Yes, I agree that data balkanization represents a significant hindrance for further development of openstreetmap. Fifteen or so years ago I was experimenting with importing DEM files from the US into Blender for landscaping, and finding the data was frustrating. Sometimes the data was available at a state website, other times at a federal website, sometimes also available on the website of some mapping program/project. Surveys within a given geopolitical constraint would be found on the website of whichever department provided the funding. I understanding that, even if ignoring legal realities, merging this data into a single "ground" (heh) truth would be a herculean task, scientifically. But there was no common database or delivery method. Some departments would link to FTP sites, other would provide arcgis downloads via an interactive web tool. I'd have to depend on user-maintained blog posts to even find the data. And the best data was always locked away behind secure portals that I couldn't get access to.

Nowadays openstreetmap is running into the same problem at the municipality level. In the US, if I understand correctly, publicly-funded geographic surveys are under copyright to whichever governing entity and not eligible for import into openstreetmap.

Take for example the excellent app Every Door (https://github.com/Zverik/every_door) with a focus on easily adding building information. In the US, openstreetmap has no address information. Either that or very little address information - but none in my area. So it'd be easy for me to add building nodes with house numbers but I won't be doing that. Not only is it a massive commitment, but the data is already available at openaddresses.io. The catch? It's "probably" license-compatible with openstreetmap. Before merging, all that data would have to be reviewed by a team of lawyers. That's not something a software developer can help with.

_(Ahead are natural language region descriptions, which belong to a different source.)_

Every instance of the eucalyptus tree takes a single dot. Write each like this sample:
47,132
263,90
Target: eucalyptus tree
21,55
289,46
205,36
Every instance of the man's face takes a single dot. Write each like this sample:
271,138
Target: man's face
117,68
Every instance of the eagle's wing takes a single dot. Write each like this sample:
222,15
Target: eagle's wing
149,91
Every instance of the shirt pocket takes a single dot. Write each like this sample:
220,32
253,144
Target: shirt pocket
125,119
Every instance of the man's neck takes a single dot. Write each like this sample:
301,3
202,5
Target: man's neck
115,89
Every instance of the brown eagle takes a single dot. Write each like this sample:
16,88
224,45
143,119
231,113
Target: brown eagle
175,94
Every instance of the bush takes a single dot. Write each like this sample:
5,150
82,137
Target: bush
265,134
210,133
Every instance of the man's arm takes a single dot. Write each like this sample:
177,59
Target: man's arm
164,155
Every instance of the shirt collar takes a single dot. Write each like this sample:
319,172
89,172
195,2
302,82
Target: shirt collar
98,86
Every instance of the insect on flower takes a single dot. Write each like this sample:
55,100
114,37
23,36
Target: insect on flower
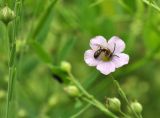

In existing threads here, a top complaint about OsmAnd is that lack of address information. Try planning a route without addresses, and without constantly switching to Google Maps to convert addresses to coordinates. Not very user friendly! Opensupermaps (https://github.com/pnoll1/osmand_map_creation) is a user-maintained merge of openstreetmaps and openaddresses.io, but it doesn't integrate with OsmAnd's data update system.

And that's how data balkanization is breaking openstreetmap, right now.